Can someone intuitively explain this "Information Filter" formation quoted from wikipedia ? In particular I struggle to understand why $\mathbf{I}_k = \mathbf{H}_k^\textsf{T} \mathbf{R}_k^{-1} \mathbf{H}_k$ and $\mathbf{i}_k = \mathbf{H}_k^\textsf{T} \mathbf{R}_k^{-1} \mathbf{z}_k$ become something we can directly add as "information" to the $Y$ matrix.
In cases where the dimension of the observation vector '''y''' is bigger than the dimension of the state space vector '''x''', the information filter can avoid the inversion of a bigger matrix in the Kalman gain calculation at the price of inverting a smaller matrix in the prediction step, thus saving computing time. In the information filter, or inverse covariance filter, the estimated covariance and estimated state are replaced by the information matrix and the information vector respectively.

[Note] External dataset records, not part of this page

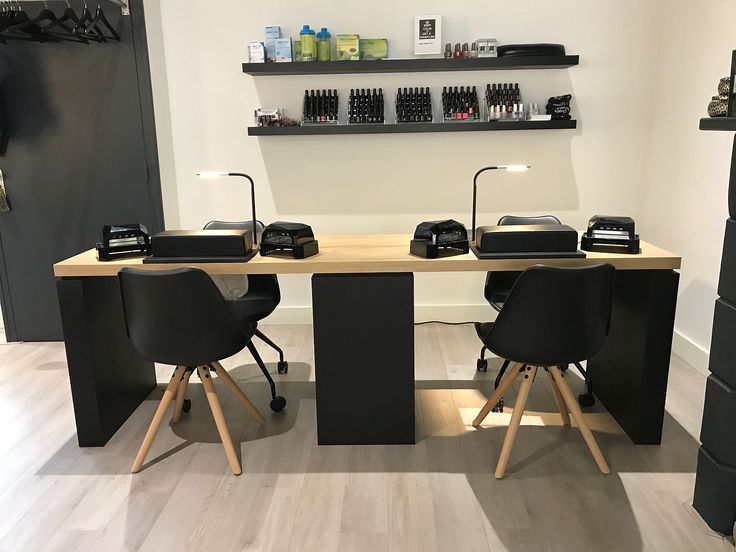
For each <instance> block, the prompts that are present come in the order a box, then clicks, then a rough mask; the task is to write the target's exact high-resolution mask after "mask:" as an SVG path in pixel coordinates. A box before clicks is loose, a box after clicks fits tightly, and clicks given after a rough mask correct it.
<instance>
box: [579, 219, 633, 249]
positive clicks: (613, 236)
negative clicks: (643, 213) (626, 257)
mask: <svg viewBox="0 0 736 552" xmlns="http://www.w3.org/2000/svg"><path fill="white" fill-rule="evenodd" d="M639 245H640V243H639V234H637V233H636V228H635V225H634V219H632V218H631V217H617V216H608V215H596V216H594V217H593V218H592V219H590V221H589V222H588V229H587V230H586V231H585V234H583V237H582V239H581V241H580V248H581V249H584V250H586V251H596V249H604V250H606V251H610V250H611V248H613V249H620V250H622V251H621V252H622V253H623V252H626V253H639ZM601 246H602V247H601Z"/></svg>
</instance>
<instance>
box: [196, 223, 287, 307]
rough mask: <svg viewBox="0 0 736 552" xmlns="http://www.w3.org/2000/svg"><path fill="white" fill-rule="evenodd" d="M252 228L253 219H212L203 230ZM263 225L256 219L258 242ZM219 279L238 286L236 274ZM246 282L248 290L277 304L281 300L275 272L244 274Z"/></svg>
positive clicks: (252, 225)
mask: <svg viewBox="0 0 736 552" xmlns="http://www.w3.org/2000/svg"><path fill="white" fill-rule="evenodd" d="M252 228H253V221H252V220H246V221H237V222H228V221H223V220H212V221H210V222H208V223H207V224H205V226H204V229H205V230H251V229H252ZM264 228H265V225H264V224H263V223H262V222H261V221H260V220H257V221H256V234H257V235H258V238H259V239H258V242H259V243H260V241H261V240H260V236H261V234H263V229H264ZM219 278H220V280H222V281H223V282H224V281H228V284H227V285H229V286H230V287H233V288H238V285H237V279H238V276H232V275H225V276H220V277H219ZM246 279H247V281H248V284H247V286H245V287H246V289H247V290H248V291H249V292H254V293H257V294H258V295H260V296H268V297H270V298H271V299H272V300H273V301H274V302H275V303H276V304H277V305H278V304H279V303H280V302H281V288H280V287H279V279H278V278H277V277H276V275H275V274H251V275H249V276H246Z"/></svg>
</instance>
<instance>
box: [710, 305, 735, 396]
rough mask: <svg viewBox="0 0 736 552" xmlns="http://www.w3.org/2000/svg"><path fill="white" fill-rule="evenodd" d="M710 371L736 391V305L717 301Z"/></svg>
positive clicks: (710, 354)
mask: <svg viewBox="0 0 736 552" xmlns="http://www.w3.org/2000/svg"><path fill="white" fill-rule="evenodd" d="M712 335H713V337H712V339H711V346H710V364H709V365H708V369H709V370H710V371H711V372H713V374H715V375H716V376H718V378H719V379H720V380H722V381H723V382H724V383H725V384H726V385H728V386H729V387H733V388H734V389H736V339H734V336H736V305H732V304H731V303H729V302H728V301H726V300H725V299H717V300H716V309H715V314H714V316H713V334H712Z"/></svg>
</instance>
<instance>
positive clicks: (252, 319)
mask: <svg viewBox="0 0 736 552" xmlns="http://www.w3.org/2000/svg"><path fill="white" fill-rule="evenodd" d="M252 226H253V222H226V221H221V220H213V221H210V222H208V223H207V224H206V225H205V227H204V229H205V230H251V229H252ZM263 229H264V225H263V223H262V222H261V221H256V234H257V235H259V236H260V235H261V234H262V233H263ZM259 241H260V240H259ZM226 278H245V280H246V281H247V288H248V291H247V293H245V294H244V295H242V296H241V297H238V298H237V299H233V300H229V301H228V306H229V307H230V309H231V310H232V311H233V314H235V316H236V317H237V318H238V319H239V320H243V321H248V322H260V321H261V320H263V319H264V318H266V317H267V316H269V315H270V314H271V313H272V312H273V311H274V310H276V307H278V306H279V303H280V302H281V290H280V288H279V280H278V278H277V277H276V275H275V274H251V275H248V276H227V277H226ZM255 336H256V337H257V338H258V339H260V340H261V341H263V342H264V343H265V344H266V345H268V346H269V347H271V348H272V349H274V350H276V352H277V353H278V354H279V362H278V364H277V370H278V373H279V374H286V373H287V372H288V371H289V363H288V362H286V360H284V351H282V350H281V348H280V347H279V346H278V345H276V344H275V343H274V342H273V341H271V340H270V339H269V338H268V337H267V336H266V335H265V334H264V333H263V332H261V331H260V330H258V329H256V332H255ZM265 375H266V378H268V379H269V383H271V385H272V387H273V383H272V381H273V380H272V379H271V376H270V375H269V374H268V372H266V374H265Z"/></svg>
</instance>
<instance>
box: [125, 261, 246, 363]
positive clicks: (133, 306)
mask: <svg viewBox="0 0 736 552" xmlns="http://www.w3.org/2000/svg"><path fill="white" fill-rule="evenodd" d="M118 279H119V281H120V290H121V293H122V300H123V311H124V314H125V323H126V327H127V331H128V337H129V338H130V340H131V341H132V343H133V346H134V347H135V349H136V350H137V351H138V352H139V353H140V354H141V355H142V356H143V357H145V358H147V359H148V360H152V361H154V362H160V363H162V364H173V365H177V366H200V365H202V364H207V363H210V362H214V361H216V360H221V359H223V358H227V357H230V356H232V355H234V354H235V353H237V352H239V351H241V350H242V349H243V348H244V347H245V346H246V345H247V344H248V342H249V341H250V339H251V337H252V336H253V333H254V332H255V328H256V326H255V324H251V323H240V324H239V323H238V322H237V321H236V319H235V318H234V317H233V315H232V314H231V312H230V310H229V309H228V308H227V305H226V302H225V299H223V297H222V294H221V293H220V291H219V290H218V289H217V286H215V284H214V282H213V281H212V279H211V278H210V277H209V276H208V275H207V273H206V272H204V271H202V270H200V269H197V268H177V269H174V270H160V271H159V270H156V271H152V270H137V269H132V268H123V269H122V270H121V271H120V272H119V273H118Z"/></svg>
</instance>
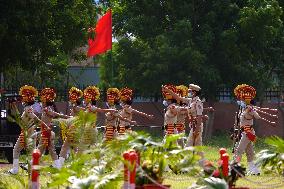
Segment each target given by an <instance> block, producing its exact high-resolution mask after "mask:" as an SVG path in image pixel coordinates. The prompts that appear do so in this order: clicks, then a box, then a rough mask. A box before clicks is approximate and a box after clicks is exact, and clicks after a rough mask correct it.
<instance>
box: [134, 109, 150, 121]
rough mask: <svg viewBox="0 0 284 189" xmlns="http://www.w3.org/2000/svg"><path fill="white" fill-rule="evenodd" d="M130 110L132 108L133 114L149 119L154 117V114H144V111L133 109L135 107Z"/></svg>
mask: <svg viewBox="0 0 284 189" xmlns="http://www.w3.org/2000/svg"><path fill="white" fill-rule="evenodd" d="M132 110H133V112H134V113H135V114H138V115H141V116H143V117H147V118H149V119H152V118H154V115H150V114H146V113H144V112H140V111H138V110H135V109H132Z"/></svg>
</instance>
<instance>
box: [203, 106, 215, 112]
mask: <svg viewBox="0 0 284 189" xmlns="http://www.w3.org/2000/svg"><path fill="white" fill-rule="evenodd" d="M203 111H208V112H214V111H215V110H214V108H213V107H211V106H210V107H206V108H203Z"/></svg>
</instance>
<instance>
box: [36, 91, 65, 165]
mask: <svg viewBox="0 0 284 189" xmlns="http://www.w3.org/2000/svg"><path fill="white" fill-rule="evenodd" d="M55 98H56V92H55V90H54V89H53V88H44V89H43V90H42V91H41V93H40V99H41V102H42V104H43V112H42V116H41V120H42V121H43V122H44V123H45V124H46V125H47V126H48V127H49V129H46V128H45V127H44V125H43V124H42V125H41V140H40V144H39V147H38V148H39V150H40V152H41V154H43V153H44V151H45V150H46V149H48V151H49V154H50V156H51V158H52V160H53V167H55V168H59V167H60V163H59V160H58V156H57V154H56V151H55V145H54V140H55V133H54V132H53V131H52V124H51V123H52V119H54V118H63V119H67V118H70V116H66V115H63V114H59V113H57V112H55V111H54V110H53V106H54V99H55Z"/></svg>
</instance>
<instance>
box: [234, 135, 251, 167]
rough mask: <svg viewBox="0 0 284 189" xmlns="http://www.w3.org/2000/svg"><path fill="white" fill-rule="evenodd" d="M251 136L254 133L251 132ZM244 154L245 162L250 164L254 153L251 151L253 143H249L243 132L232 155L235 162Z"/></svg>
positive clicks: (245, 136)
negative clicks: (240, 139)
mask: <svg viewBox="0 0 284 189" xmlns="http://www.w3.org/2000/svg"><path fill="white" fill-rule="evenodd" d="M251 132H252V133H253V134H255V132H254V131H251ZM244 152H246V155H247V161H248V162H252V161H253V158H254V151H253V143H252V141H250V140H249V139H248V137H247V135H246V133H245V132H242V137H241V140H240V142H239V144H238V147H237V149H236V151H235V154H234V159H235V160H238V159H239V160H241V158H242V154H243V153H244Z"/></svg>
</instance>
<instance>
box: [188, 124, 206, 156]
mask: <svg viewBox="0 0 284 189" xmlns="http://www.w3.org/2000/svg"><path fill="white" fill-rule="evenodd" d="M202 133H203V124H201V129H200V132H199V133H198V134H197V135H194V132H193V128H192V127H191V129H190V132H189V135H188V139H187V144H186V147H189V146H202ZM197 154H198V155H200V156H201V157H202V158H203V157H204V153H203V152H198V153H197Z"/></svg>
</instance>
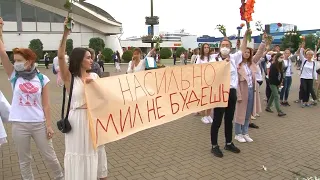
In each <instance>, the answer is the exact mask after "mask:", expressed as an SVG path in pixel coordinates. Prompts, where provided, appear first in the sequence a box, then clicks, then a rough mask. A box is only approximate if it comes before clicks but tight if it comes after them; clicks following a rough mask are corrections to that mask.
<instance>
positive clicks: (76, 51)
mask: <svg viewBox="0 0 320 180" xmlns="http://www.w3.org/2000/svg"><path fill="white" fill-rule="evenodd" d="M86 52H90V51H89V50H88V49H86V48H74V49H73V50H72V52H71V54H70V58H69V60H70V64H69V71H70V73H71V74H73V75H74V76H75V77H81V63H82V61H83V59H84V57H85V55H86Z"/></svg>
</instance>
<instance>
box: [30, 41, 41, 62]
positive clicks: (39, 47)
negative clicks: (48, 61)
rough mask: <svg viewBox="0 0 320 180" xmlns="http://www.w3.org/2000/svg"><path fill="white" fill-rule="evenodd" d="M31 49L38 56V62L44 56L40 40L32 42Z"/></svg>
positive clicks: (31, 42)
mask: <svg viewBox="0 0 320 180" xmlns="http://www.w3.org/2000/svg"><path fill="white" fill-rule="evenodd" d="M29 48H30V49H31V50H32V51H33V52H34V53H35V54H36V55H37V61H38V60H39V59H40V58H42V56H43V44H42V42H41V40H40V39H33V40H31V41H30V44H29Z"/></svg>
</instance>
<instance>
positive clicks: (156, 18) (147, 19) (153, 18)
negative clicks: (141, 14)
mask: <svg viewBox="0 0 320 180" xmlns="http://www.w3.org/2000/svg"><path fill="white" fill-rule="evenodd" d="M150 1H151V3H150V4H151V16H147V17H146V25H150V27H151V28H150V33H148V38H147V39H146V40H142V42H144V43H151V48H153V47H154V43H155V42H154V40H152V37H153V36H154V25H158V24H159V17H158V16H154V15H153V0H150Z"/></svg>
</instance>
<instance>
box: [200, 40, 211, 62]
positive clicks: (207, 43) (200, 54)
mask: <svg viewBox="0 0 320 180" xmlns="http://www.w3.org/2000/svg"><path fill="white" fill-rule="evenodd" d="M205 45H207V46H209V52H208V57H207V58H208V61H209V57H210V45H209V44H208V43H204V44H202V46H201V49H200V59H202V60H204V56H205V55H204V46H205Z"/></svg>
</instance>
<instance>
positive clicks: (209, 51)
mask: <svg viewBox="0 0 320 180" xmlns="http://www.w3.org/2000/svg"><path fill="white" fill-rule="evenodd" d="M209 61H210V46H209V44H207V43H204V44H202V46H201V48H200V57H199V58H198V59H197V62H196V64H204V63H208V62H209ZM211 111H212V109H207V110H205V111H203V117H202V118H201V121H202V122H203V123H205V124H209V123H212V122H213V119H212V117H211Z"/></svg>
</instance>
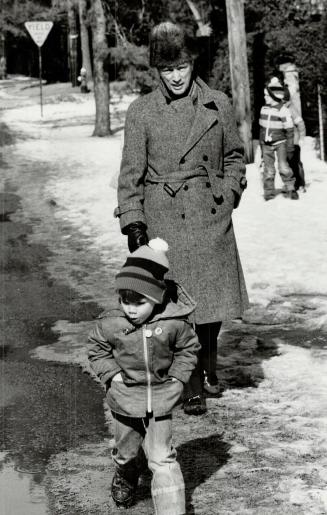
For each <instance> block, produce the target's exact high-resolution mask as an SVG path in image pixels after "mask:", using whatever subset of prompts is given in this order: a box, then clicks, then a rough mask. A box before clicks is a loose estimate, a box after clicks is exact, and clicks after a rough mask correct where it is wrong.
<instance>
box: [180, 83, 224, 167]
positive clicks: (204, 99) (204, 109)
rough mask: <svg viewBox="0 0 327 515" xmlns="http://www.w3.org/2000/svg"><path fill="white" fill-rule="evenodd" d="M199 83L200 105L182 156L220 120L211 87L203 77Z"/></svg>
mask: <svg viewBox="0 0 327 515" xmlns="http://www.w3.org/2000/svg"><path fill="white" fill-rule="evenodd" d="M197 84H198V88H199V95H198V107H197V109H196V114H195V119H194V123H193V126H192V129H191V132H190V134H189V136H188V138H187V140H186V143H185V145H184V148H183V154H182V157H183V156H184V155H186V154H187V153H188V152H189V151H190V150H191V149H192V148H193V147H194V145H196V143H197V142H198V141H199V140H200V139H201V138H202V136H203V135H204V134H205V133H206V132H207V131H208V130H209V129H210V128H211V127H212V126H213V125H214V124H215V123H216V122H217V120H218V116H217V111H218V108H217V106H216V103H215V101H214V99H213V97H212V95H211V94H210V89H209V88H208V86H207V85H206V84H205V83H204V82H203V81H202V80H201V79H197Z"/></svg>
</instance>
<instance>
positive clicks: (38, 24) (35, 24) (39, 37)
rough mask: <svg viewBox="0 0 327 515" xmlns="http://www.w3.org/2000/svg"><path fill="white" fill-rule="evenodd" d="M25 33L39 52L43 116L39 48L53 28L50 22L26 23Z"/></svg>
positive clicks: (41, 87) (41, 66) (41, 73)
mask: <svg viewBox="0 0 327 515" xmlns="http://www.w3.org/2000/svg"><path fill="white" fill-rule="evenodd" d="M24 25H25V27H26V30H27V32H28V33H29V35H30V36H31V38H32V39H33V41H34V43H36V44H37V46H38V50H39V80H40V106H41V116H43V100H42V53H41V47H42V45H43V43H44V42H45V40H46V39H47V37H48V34H49V32H50V30H51V29H52V27H53V22H52V21H26V22H25V23H24Z"/></svg>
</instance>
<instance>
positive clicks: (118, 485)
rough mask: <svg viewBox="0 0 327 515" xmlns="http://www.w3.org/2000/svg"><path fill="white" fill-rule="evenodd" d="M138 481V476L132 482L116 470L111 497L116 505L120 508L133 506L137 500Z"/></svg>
mask: <svg viewBox="0 0 327 515" xmlns="http://www.w3.org/2000/svg"><path fill="white" fill-rule="evenodd" d="M137 483H138V477H136V478H135V480H133V482H130V481H128V480H127V479H126V478H125V477H124V476H122V474H121V473H120V472H119V471H118V470H116V472H115V475H114V477H113V479H112V483H111V497H112V498H113V500H114V502H115V504H116V506H118V507H120V508H129V507H130V506H132V504H133V503H134V501H135V493H136V487H137Z"/></svg>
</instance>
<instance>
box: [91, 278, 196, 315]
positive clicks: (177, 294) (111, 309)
mask: <svg viewBox="0 0 327 515" xmlns="http://www.w3.org/2000/svg"><path fill="white" fill-rule="evenodd" d="M165 283H166V286H167V296H166V299H167V300H166V302H165V304H162V305H159V306H158V307H157V308H155V309H157V310H160V309H161V311H157V312H156V313H155V315H154V316H153V317H152V318H151V320H149V323H151V322H155V321H157V320H162V319H165V318H185V317H187V316H188V315H190V314H191V313H192V312H193V311H194V310H195V308H196V302H195V301H194V300H193V299H192V297H191V296H190V295H189V294H188V293H187V291H186V290H185V289H184V288H183V287H182V286H181V285H180V284H178V283H176V282H175V281H171V280H166V281H165ZM104 317H110V318H116V317H122V318H123V319H124V320H127V319H126V317H125V313H124V311H123V310H122V308H121V307H120V306H119V305H118V306H117V308H114V309H111V310H110V311H107V312H104V313H101V314H100V315H99V316H98V318H104Z"/></svg>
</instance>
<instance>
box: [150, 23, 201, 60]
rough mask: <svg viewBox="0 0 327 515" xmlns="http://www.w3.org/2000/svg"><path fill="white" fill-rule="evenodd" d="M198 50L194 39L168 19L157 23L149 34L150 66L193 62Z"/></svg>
mask: <svg viewBox="0 0 327 515" xmlns="http://www.w3.org/2000/svg"><path fill="white" fill-rule="evenodd" d="M197 55H198V52H197V49H196V46H195V42H194V40H193V39H192V38H191V37H189V36H188V34H187V33H186V32H185V31H184V29H183V28H182V27H181V26H180V25H177V24H175V23H172V22H170V21H166V22H162V23H159V25H156V26H155V27H153V29H152V31H151V34H150V66H152V67H154V68H159V69H160V68H164V67H165V66H171V65H172V64H175V65H176V64H181V63H183V62H193V61H194V59H195V58H196V57H197Z"/></svg>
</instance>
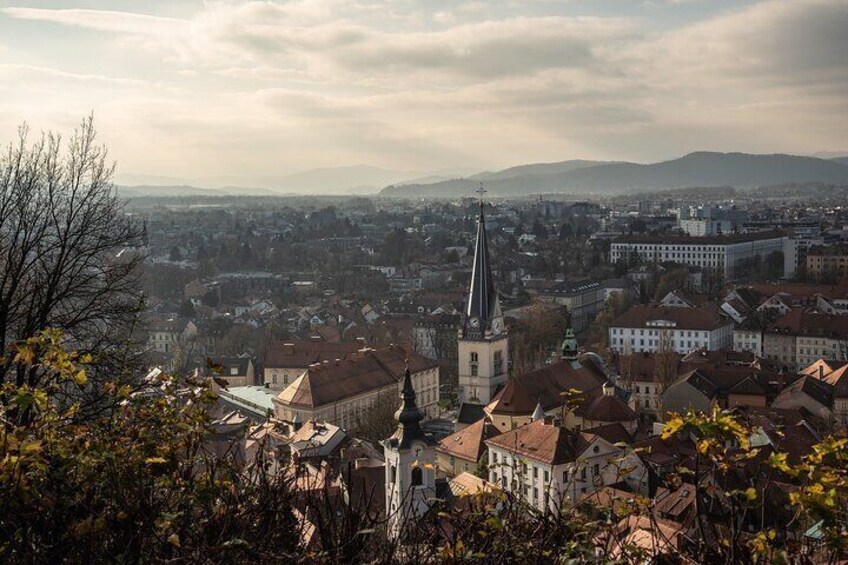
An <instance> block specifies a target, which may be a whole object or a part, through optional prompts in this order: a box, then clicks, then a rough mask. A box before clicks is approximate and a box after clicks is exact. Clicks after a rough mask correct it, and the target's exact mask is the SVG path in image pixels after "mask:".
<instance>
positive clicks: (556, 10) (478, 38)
mask: <svg viewBox="0 0 848 565" xmlns="http://www.w3.org/2000/svg"><path fill="white" fill-rule="evenodd" d="M0 6H2V9H0V139H2V140H7V139H9V138H11V137H12V136H13V135H14V133H15V126H16V125H17V124H19V123H20V122H21V121H23V120H26V121H27V122H29V123H30V124H31V126H32V127H33V128H34V129H36V130H42V129H59V130H68V129H70V128H71V127H72V126H73V124H74V123H76V122H78V121H79V120H80V118H82V117H83V116H85V115H87V114H88V113H89V112H91V111H93V112H94V115H95V120H96V122H97V125H98V129H99V131H100V134H101V139H102V140H103V141H105V142H106V143H107V144H108V145H109V147H110V150H111V155H112V157H113V158H114V159H116V160H117V161H118V165H119V172H120V174H119V179H118V180H124V181H126V182H132V181H135V180H139V179H142V178H144V177H141V176H139V175H146V176H148V177H151V176H156V177H161V179H162V180H163V181H166V182H167V181H172V180H175V179H179V180H185V181H188V182H195V183H201V184H215V183H226V182H230V183H238V184H242V185H245V184H247V185H254V186H259V185H269V184H272V183H273V179H275V178H279V177H281V176H283V175H286V174H288V173H294V172H298V171H303V170H306V169H309V168H312V167H325V166H341V165H354V164H359V163H366V164H370V165H376V166H379V167H385V168H390V169H397V170H403V171H421V172H429V171H456V170H473V169H491V168H502V167H505V166H509V165H514V164H519V163H526V162H537V161H555V160H565V159H575V158H586V159H627V160H637V161H649V160H659V159H665V158H672V157H676V156H679V155H682V154H684V153H686V152H689V151H693V150H699V149H706V150H723V151H733V150H738V151H750V152H759V153H766V152H794V153H815V152H818V151H840V150H846V149H848V0H768V1H761V2H742V1H731V0H677V1H672V0H654V1H638V0H587V1H578V0H572V1H552V0H551V1H546V0H535V1H534V0H523V1H522V0H516V1H510V0H507V1H497V0H495V1H487V2H483V1H471V2H457V1H448V0H430V1H424V0H314V1H310V0H295V1H289V2H235V1H233V2H225V1H221V2H218V1H206V2H196V1H180V0H147V1H133V0H111V1H107V0H78V1H67V2H54V1H48V0H43V1H31V2H27V1H24V0H20V1H18V2H6V1H5V0H0ZM144 180H147V179H146V178H144Z"/></svg>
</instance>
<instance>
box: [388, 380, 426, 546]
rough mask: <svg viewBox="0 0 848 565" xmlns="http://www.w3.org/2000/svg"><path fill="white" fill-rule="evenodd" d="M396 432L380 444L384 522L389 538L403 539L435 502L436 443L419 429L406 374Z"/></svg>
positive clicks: (410, 386) (417, 409)
mask: <svg viewBox="0 0 848 565" xmlns="http://www.w3.org/2000/svg"><path fill="white" fill-rule="evenodd" d="M395 419H396V420H397V421H398V428H397V431H396V432H395V433H394V435H392V437H390V438H389V439H387V440H384V441H383V454H384V456H385V459H386V484H385V488H386V490H385V493H386V518H387V520H388V534H389V536H390V537H393V538H394V537H399V536H403V534H404V532H406V531H407V530H408V529H409V528H412V527H414V523H415V520H417V519H418V518H420V517H421V516H423V515H424V514H426V513H427V511H428V510H429V509H430V506H431V505H432V504H433V502H434V501H435V500H436V441H435V440H434V439H433V437H432V436H430V435H429V434H426V433H424V431H423V430H422V429H421V420H423V419H424V414H422V413H421V411H420V410H418V406H416V404H415V389H414V388H413V386H412V377H411V376H410V372H409V370H408V369H407V371H406V372H405V374H404V379H403V389H402V391H401V405H400V408H399V409H398V411H397V413H396V414H395Z"/></svg>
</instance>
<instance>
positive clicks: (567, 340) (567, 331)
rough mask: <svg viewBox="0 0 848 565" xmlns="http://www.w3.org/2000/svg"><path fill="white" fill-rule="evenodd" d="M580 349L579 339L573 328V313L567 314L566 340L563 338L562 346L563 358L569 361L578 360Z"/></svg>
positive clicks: (565, 333)
mask: <svg viewBox="0 0 848 565" xmlns="http://www.w3.org/2000/svg"><path fill="white" fill-rule="evenodd" d="M578 347H579V346H578V343H577V338H576V337H575V336H574V330H573V329H572V328H571V313H568V314H566V328H565V338H563V340H562V346H561V351H562V358H563V359H567V360H574V359H577V349H578Z"/></svg>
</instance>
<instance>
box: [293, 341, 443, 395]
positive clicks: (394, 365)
mask: <svg viewBox="0 0 848 565" xmlns="http://www.w3.org/2000/svg"><path fill="white" fill-rule="evenodd" d="M407 358H409V370H410V372H411V373H412V374H415V373H420V372H422V371H427V370H429V369H435V368H436V367H438V365H437V364H436V362H435V361H431V360H430V359H427V358H426V357H424V356H423V355H420V354H418V353H415V352H411V353H407V351H406V350H404V349H403V348H402V347H397V346H395V347H387V348H385V349H376V350H375V349H369V350H365V351H363V352H361V353H357V354H356V355H351V356H349V357H347V358H346V359H343V360H341V361H333V362H327V363H322V364H320V365H313V366H311V367H310V368H309V369H307V370H306V372H304V373H303V375H301V376H300V377H298V378H297V379H296V380H295V381H294V382H293V383H292V384H290V385H289V386H288V387H287V388H285V389H284V390H283V391H282V392H280V394H279V395H277V400H278V401H279V402H282V403H284V404H289V405H293V406H302V407H307V408H317V407H319V406H324V405H327V404H332V403H333V402H337V401H340V400H344V399H347V398H351V397H353V396H357V395H359V394H364V393H367V392H371V391H375V390H379V389H381V388H385V387H388V386H389V385H392V384H394V385H397V384H398V383H399V382H400V379H401V378H403V374H404V370H405V360H406V359H407Z"/></svg>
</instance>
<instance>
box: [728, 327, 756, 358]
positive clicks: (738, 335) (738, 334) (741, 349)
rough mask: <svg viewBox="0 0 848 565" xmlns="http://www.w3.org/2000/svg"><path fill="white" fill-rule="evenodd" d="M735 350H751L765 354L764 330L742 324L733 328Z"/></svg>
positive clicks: (733, 349)
mask: <svg viewBox="0 0 848 565" xmlns="http://www.w3.org/2000/svg"><path fill="white" fill-rule="evenodd" d="M733 351H738V352H740V353H745V352H750V353H753V354H754V355H756V356H758V357H762V356H763V330H762V329H761V328H758V327H755V326H748V325H745V324H743V325H741V326H739V327H737V328H736V329H734V330H733Z"/></svg>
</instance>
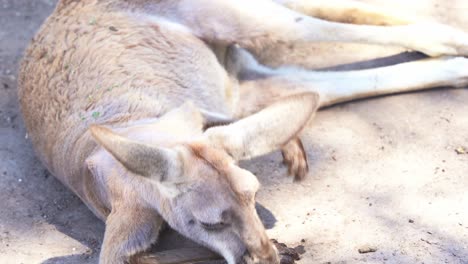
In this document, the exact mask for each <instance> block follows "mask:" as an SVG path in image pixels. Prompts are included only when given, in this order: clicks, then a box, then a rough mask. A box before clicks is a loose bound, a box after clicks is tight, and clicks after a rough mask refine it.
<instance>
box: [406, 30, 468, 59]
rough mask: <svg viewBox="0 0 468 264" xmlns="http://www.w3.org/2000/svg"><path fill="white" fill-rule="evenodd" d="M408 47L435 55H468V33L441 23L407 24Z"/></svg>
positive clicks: (428, 54)
mask: <svg viewBox="0 0 468 264" xmlns="http://www.w3.org/2000/svg"><path fill="white" fill-rule="evenodd" d="M403 41H404V42H406V45H405V46H406V47H407V48H409V49H412V50H417V51H420V52H423V53H424V54H426V55H429V56H432V57H435V56H441V55H458V56H468V33H466V32H463V31H461V30H458V29H456V28H453V27H450V26H447V25H443V24H439V23H433V22H430V23H429V22H428V23H418V24H413V25H408V26H406V30H405V40H403Z"/></svg>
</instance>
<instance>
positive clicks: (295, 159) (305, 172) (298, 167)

These are defined as: :\begin{align} \mathbf{Y}_{k \mid k} &= \mathbf{P}_{k \mid k}^{-1} \\ \hat{\mathbf{y}}_{k \mid k} &= \mathbf{P}_{k \mid k}^{-1}\hat{\mathbf{x}}_{k \mid k} \end{align}
Similarly the predicted covariance and state have equivalent information forms, defined as: \begin{align} \mathbf{Y}_{k \mid k-1} &= \mathbf{P}_{k \mid k-1}^{-1} \\ \hat{\mathbf{y}}_{k \mid k-1} &= \mathbf{P}_{k \mid k-1}^{-1}\hat{\mathbf{x}}_{k \mid k-1} \end{align}
and the measurement covariance and measurement vector, which are defined as: \begin{align} \mathbf{I}_k &= \mathbf{H}_k^\textsf{T} \mathbf{R}_k^{-1} \mathbf{H}_k \\ \mathbf{i}_k &= \mathbf{H}_k^\textsf{T} \mathbf{R}_k^{-1} \mathbf{z}_k \end{align}
The information update now becomes a trivial sum \begin{align} \mathbf{Y}_{k \mid k} &= \mathbf{Y}_{k \mid k-1} + \mathbf{I}_k \\ \hat{\mathbf{y}}_{k \mid k} &= \hat{\mathbf{y}}_{k \mid k-1} + \mathbf{i}_k \end{align}